Keep Phone Story on your device as a reminder of your impact.
The four games on Phone Story are called Coltan, Suicides, Obsolescence and E-Waste. They are designed for users to learn about what goes into the making of their Apple device and how the environment and the humans who make Apple products are affected.
- Coltan is a mineral found in most electronic devices. Congo contains most of the world’s supply of coltan and the increasing demand for it has “produced a wave of violence and massacres in Congo” with military groups enslaving “prisoners of war, often children, to mine the precious material.”
- Twenty-one workers at the Foxconn plant where iPhones and iPads are manufactured have died by jumping from factory dormitories or work buildings and many more have attempted suicide. Foxconn, located in Shenzhen in southern China, is the country’s largest private company.

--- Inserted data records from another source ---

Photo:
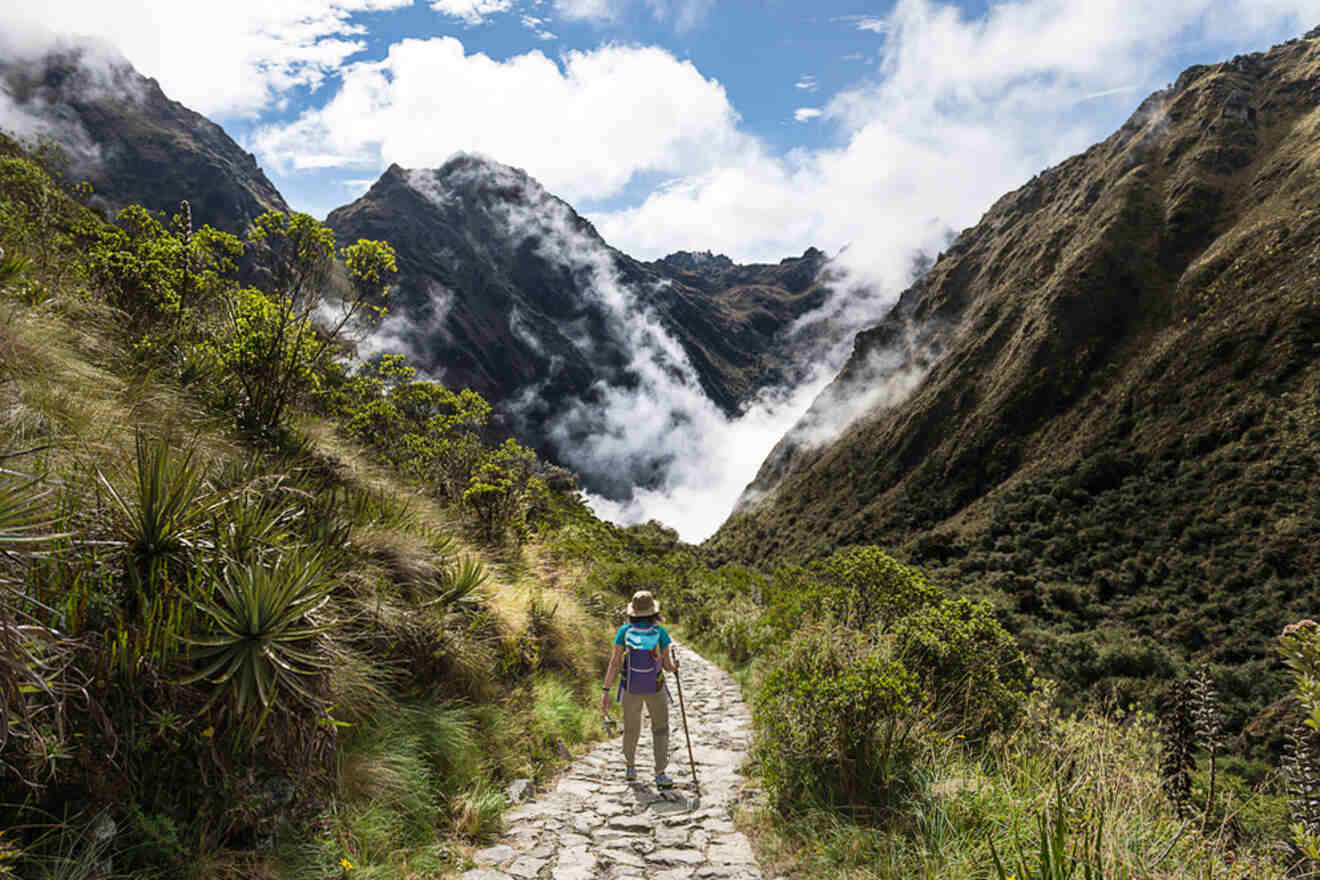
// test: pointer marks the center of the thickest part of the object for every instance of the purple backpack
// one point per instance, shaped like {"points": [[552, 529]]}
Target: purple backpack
{"points": [[642, 660]]}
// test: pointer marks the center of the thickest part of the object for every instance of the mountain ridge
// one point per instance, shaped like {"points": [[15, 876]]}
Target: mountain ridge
{"points": [[1113, 436], [506, 289], [132, 143]]}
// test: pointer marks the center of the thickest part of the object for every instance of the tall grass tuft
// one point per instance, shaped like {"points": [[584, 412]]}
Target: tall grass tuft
{"points": [[561, 714]]}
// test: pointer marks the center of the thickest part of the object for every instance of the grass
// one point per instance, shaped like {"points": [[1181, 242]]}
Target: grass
{"points": [[430, 706], [1088, 785]]}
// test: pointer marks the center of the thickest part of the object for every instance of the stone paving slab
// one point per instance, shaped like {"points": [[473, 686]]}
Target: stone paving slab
{"points": [[594, 825]]}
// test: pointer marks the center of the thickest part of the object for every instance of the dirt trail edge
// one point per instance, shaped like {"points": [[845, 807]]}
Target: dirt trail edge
{"points": [[597, 825]]}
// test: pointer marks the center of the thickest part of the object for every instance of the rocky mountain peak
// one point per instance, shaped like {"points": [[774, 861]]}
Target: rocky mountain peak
{"points": [[133, 144], [694, 260]]}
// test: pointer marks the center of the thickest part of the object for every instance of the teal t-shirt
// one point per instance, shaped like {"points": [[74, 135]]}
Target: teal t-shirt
{"points": [[664, 636]]}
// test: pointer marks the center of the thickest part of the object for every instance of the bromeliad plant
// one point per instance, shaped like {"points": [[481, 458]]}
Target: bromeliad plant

- You might say your life depends on your iPhone 4 but you know that, once the iPhone 5 appears, you’ll be all too ready to discard 4 for 5. This is the phenomenon of “perceived obsolescence,” whereby “companies produce newer models that make your old phone seem like it came from the stone age. “
- Thanks to our insatiable “need” for “the latest,” we’re producing 25 million pounds of e-waste a year. Not only is this waste highly toxic but “50-80% of electronic waste collected in the USA is exported to developing nations where it is ‘recycled’ in dangerous ways that emit pollutants dangerous to human health and the environment.”
It’s not exactly surprising that Apple found such information “objectionable.” But with Apple products so coveted that some compare Apple devotees to religious fanatics, the company is certainly in a position to take at least a little criticism. But Apple, it seems, prefers to allow none at all in its App store.
Phone Story was developed by Molleindustria and all revenues from its sale go “directly to workers’ organizations and other non-profits that are working to stop the horrors represented in the game.” Indeed, the first organization that is to receive donations is SACOM, Students and Scholars Against Corporate Misbehavior, which has been “strenuously working on the Foxconn case.”
Phone Story is still available for purchase on the Android.